Risques d'obésité ou de cancer du sein

Pour ces très jeunes filles, une entrée en puberté précoce est souvent synonyme de petite taille à l'âge adulte. La croissance, débutée tôt, s'arrête aussi plus tôt. Le Pr Sultan évoque d'autres conséquences médicales : "Des risques de développer une obésité, des troubles métaboliques ou des problèmes cardio-vasculaires. Des études ont aussi montré un risque accru de cancer du sein à l'âge adulte." Par ailleurs, l'irruption de la féminité chez des fillettes encore immatures peut provoquer des dégâts psycho-sociaux importants : repli sur soi, dépression, vagabondage sexuel, délinquance... Le Dr Pienkowski veut rassurer : "On dispose désormais d'un traitement efficace : des injections mensuelles ou trimestrielles qui bloquent la progression de la puberté, et dont l'effet est réversible. Mais il ne faut pas attendre. Il convient de consulter dans la première année. Quand la fille est réglée à 8 ans, c'est trop tard."
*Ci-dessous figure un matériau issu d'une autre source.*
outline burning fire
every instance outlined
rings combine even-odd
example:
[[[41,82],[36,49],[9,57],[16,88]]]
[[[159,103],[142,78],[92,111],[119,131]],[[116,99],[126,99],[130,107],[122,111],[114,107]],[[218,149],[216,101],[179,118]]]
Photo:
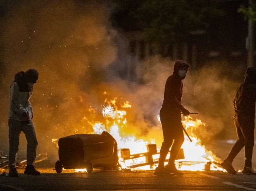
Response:
[[[105,92],[103,94],[106,95],[107,93]],[[108,101],[107,99],[105,100],[105,103],[106,104],[101,111],[105,120],[104,122],[88,122],[92,127],[93,131],[91,132],[92,134],[100,134],[103,131],[106,131],[114,137],[118,144],[119,163],[121,168],[123,169],[129,168],[128,167],[131,165],[146,162],[146,157],[142,156],[125,160],[121,157],[120,149],[128,148],[131,154],[146,153],[147,145],[150,143],[155,144],[155,139],[152,138],[150,142],[149,142],[142,139],[137,138],[133,134],[127,136],[127,134],[126,135],[123,133],[124,128],[129,125],[127,124],[126,118],[127,111],[125,110],[131,108],[132,106],[128,102],[126,101],[123,104],[119,104],[122,108],[119,109],[117,105],[117,100],[116,98]],[[84,118],[85,119],[84,117]],[[190,116],[185,117],[185,120],[182,122],[193,141],[190,142],[185,135],[185,141],[182,147],[184,150],[185,159],[175,161],[177,168],[182,170],[203,170],[205,168],[211,170],[223,170],[214,163],[211,165],[211,163],[219,161],[220,159],[217,157],[211,151],[207,150],[204,145],[202,145],[200,139],[193,133],[193,129],[205,126],[205,124],[200,120],[193,120]],[[162,133],[161,129],[159,129],[159,133]],[[57,140],[56,139],[52,139],[52,141],[56,144]],[[158,152],[159,151],[158,149]],[[168,154],[166,159],[169,157]],[[159,154],[154,154],[152,158],[154,160],[158,160]],[[152,170],[155,169],[157,166],[156,164],[137,167],[135,169]],[[75,171],[86,171],[86,169],[76,169]]]

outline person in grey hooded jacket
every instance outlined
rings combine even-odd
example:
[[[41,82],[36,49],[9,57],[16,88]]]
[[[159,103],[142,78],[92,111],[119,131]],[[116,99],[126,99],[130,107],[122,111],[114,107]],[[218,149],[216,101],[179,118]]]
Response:
[[[30,98],[34,85],[38,79],[38,73],[34,69],[25,72],[16,74],[10,87],[10,106],[9,119],[9,176],[19,176],[16,169],[16,154],[19,150],[20,134],[22,131],[25,134],[27,142],[27,166],[24,171],[26,174],[40,175],[34,167],[37,141],[32,119],[33,111],[30,104]]]

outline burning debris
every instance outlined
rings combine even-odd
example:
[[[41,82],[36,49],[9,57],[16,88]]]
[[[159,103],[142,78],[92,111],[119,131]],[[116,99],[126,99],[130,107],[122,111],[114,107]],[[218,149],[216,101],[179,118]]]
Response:
[[[106,131],[100,135],[77,134],[62,137],[58,145],[60,160],[55,166],[57,173],[61,173],[63,168],[86,169],[88,172],[94,167],[118,169],[117,142]]]
[[[159,150],[155,143],[155,140],[152,139],[151,142],[149,143],[142,139],[137,138],[132,133],[129,136],[125,135],[123,131],[126,130],[128,125],[127,124],[127,120],[126,118],[127,111],[124,110],[126,108],[130,108],[131,105],[128,102],[126,102],[123,105],[119,104],[122,108],[121,110],[119,110],[117,106],[118,104],[117,104],[117,102],[116,98],[109,101],[107,101],[105,100],[105,103],[107,103],[108,104],[103,107],[101,111],[101,114],[105,121],[88,121],[93,128],[91,133],[93,134],[108,134],[109,136],[112,136],[111,137],[113,137],[115,141],[117,143],[119,162],[120,169],[154,169],[156,167],[156,164],[158,162],[159,158]],[[128,104],[129,107],[127,106],[127,104]],[[95,112],[94,111],[94,112]],[[184,129],[187,131],[192,141],[191,142],[188,137],[185,137],[182,148],[176,159],[175,163],[176,167],[182,170],[223,170],[223,169],[218,165],[218,162],[220,159],[211,151],[208,151],[204,145],[202,145],[200,139],[193,133],[194,129],[204,127],[205,124],[199,120],[194,120],[190,116],[185,117],[185,120],[182,122]],[[160,133],[161,132],[160,130],[159,130],[159,133]],[[109,134],[106,131],[109,132]],[[78,134],[67,137],[71,137],[74,136],[79,137],[81,135],[81,134]],[[91,135],[90,137],[92,137],[94,135]],[[100,135],[94,135],[96,136]],[[84,135],[86,136],[88,136],[88,135]],[[97,156],[97,155],[100,154],[98,154],[97,152],[95,153],[95,151],[101,150],[102,148],[104,148],[103,145],[100,146],[100,144],[98,145],[97,142],[95,142],[93,138],[91,139],[91,144],[96,144],[93,145],[94,145],[94,146],[98,148],[95,148],[93,151],[89,149],[90,147],[91,146],[87,146],[86,144],[84,145],[83,146],[85,147],[84,147],[83,150],[82,149],[80,152],[78,152],[84,153],[84,158],[82,159],[81,155],[79,160],[76,161],[74,159],[76,157],[75,156],[75,154],[70,154],[68,157],[66,156],[68,154],[65,153],[65,152],[70,152],[69,151],[73,151],[71,147],[69,147],[69,148],[68,149],[60,148],[60,143],[63,142],[61,141],[62,139],[60,139],[59,141],[58,146],[60,146],[59,148],[60,161],[56,162],[56,171],[59,173],[61,172],[64,167],[65,169],[77,169],[76,171],[84,171],[84,170],[78,169],[85,168],[87,169],[87,171],[91,171],[92,169],[88,170],[88,169],[90,169],[90,165],[88,165],[88,162],[91,162],[94,160],[97,160],[97,157],[94,158],[93,157],[89,158],[94,155]],[[82,141],[84,142],[85,140],[85,138],[81,140],[83,140]],[[57,140],[57,139],[53,138],[52,142],[56,144]],[[76,142],[76,141],[74,142]],[[80,145],[78,147],[82,146],[81,142],[81,145]],[[71,144],[68,145],[69,145],[70,147],[71,146]],[[63,144],[62,145],[64,145]],[[58,146],[58,144],[57,146]],[[73,146],[74,146],[71,147],[78,147]],[[99,146],[103,147],[98,148]],[[107,155],[104,156],[106,156]],[[169,154],[167,155],[166,158],[168,158],[169,156]],[[64,161],[64,159],[66,161]],[[73,163],[71,164],[72,161]],[[167,162],[168,160],[166,159],[166,162],[167,163]],[[95,164],[93,163],[94,162],[91,162],[92,165],[91,166],[104,167],[105,166],[103,163],[104,163],[101,162],[100,164],[100,163],[99,163],[98,161],[96,162]],[[115,165],[115,167],[117,166],[117,165]],[[106,169],[105,167],[104,169]]]

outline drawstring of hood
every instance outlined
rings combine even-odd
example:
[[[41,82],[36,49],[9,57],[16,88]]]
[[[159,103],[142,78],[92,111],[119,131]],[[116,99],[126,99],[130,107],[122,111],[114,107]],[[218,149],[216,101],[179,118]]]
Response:
[[[184,84],[184,90],[185,90],[185,93],[186,94],[187,92],[186,91],[186,87],[185,86],[185,79],[183,79],[183,84]]]

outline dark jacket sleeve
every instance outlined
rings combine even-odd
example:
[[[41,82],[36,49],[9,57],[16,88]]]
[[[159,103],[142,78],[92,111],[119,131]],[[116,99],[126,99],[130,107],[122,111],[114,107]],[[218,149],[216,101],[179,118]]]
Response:
[[[170,101],[170,104],[172,104],[175,107],[178,108],[181,111],[183,112],[186,109],[181,104],[180,102],[177,99],[175,95],[179,92],[180,87],[178,84],[175,83],[174,80],[168,79],[166,82],[166,90],[168,99]]]

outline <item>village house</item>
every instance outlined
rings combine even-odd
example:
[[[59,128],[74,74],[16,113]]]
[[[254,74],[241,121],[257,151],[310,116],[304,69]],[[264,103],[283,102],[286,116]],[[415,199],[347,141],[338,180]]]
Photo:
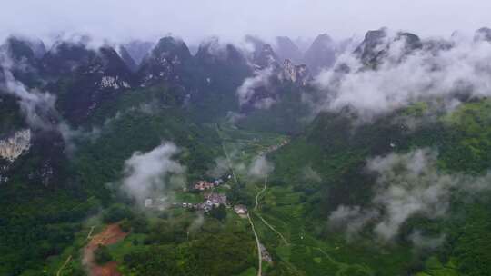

Comment expliquer cette "avance" ? Le plus souvent, aucune cause intrinsèque (une tumeur, par exemple) n'est trouvée. Les chercheurs estiment alors que plusieurs facteurs se conjuguent. La sédentarité, l'obésité, l'alimentation riche en protéines animales, l'âge auquel la mère a été réglée... De plus en plus, ils pointent aussi du doigt l'exposition aux substances chimiques, en particulier pendant la vie fœtale. On trouve celles-ci partout. Phtalates dans les emballages plastiques ou les cosmétiques, PCB dans l'alimentation, bisphénol A dans les conserves et canettes. Pesticides, herbicides et fongicides dans l'alimentation ou l'eau... Même à faible dose, ces perturbateurs endocriniens, qui imitent nos hormones ou bloquent leur action, peuvent bouleverser le système hormonal.

Les pesticides responsables?

Outre les pubertés précoces, les travaux du Pr Sultan montrent que l'exposition à certaines de ces substances chimiques favorise les ambiguïtés sexuelles et les malformations génitales masculines : micropénis, malformations de l'urètre, testicules non descendus dans les bourses... Selon une étude récente, le risque de malformations est multiplié par quatre pour un garçon vivant dans un environnement exposé aux pesticides. Le spécialiste confie aussi recevoir de plus en plus de garçons pour gynécomastie (développement des seins). Il a vu une cinquantaine de cas en deux ans.

Après la parution discrète, en mars, d'une circulaire du ministère de l'Agriculture autorisant l'épandage aérien d'une série de pesticides, le Pr Sultan veut à nouveau sonner l'alarme. Il demande l'interdiction à moyen terme de ces polluants : "Neuf études dans le monde ont rapporté des épidémies de puberté précoce en lien avec la contamination environnementale. C'est un véritable scandale de santé publique !" Le député (PS) Gérard Bapt réclame, pour commencer, la suspension de la circulaire. La gynécologue Marianne Buhler, elle, insiste sur la prévention auprès des femmes enceintes, surtout entre 7 et 12 semaines de grossesse. "C'est la période pendant laquelle les organes génitaux se forment et celle où le fœtus est le plus sensible aux perturbateurs endocriniens." Elle préconise quelques gestes simples : éviter tous les contenants alimentaires en plastique et en fer, retirer le plat de l'emballage plastique avant de le réchauffer au micro-ondes, et manger le plus bio possible.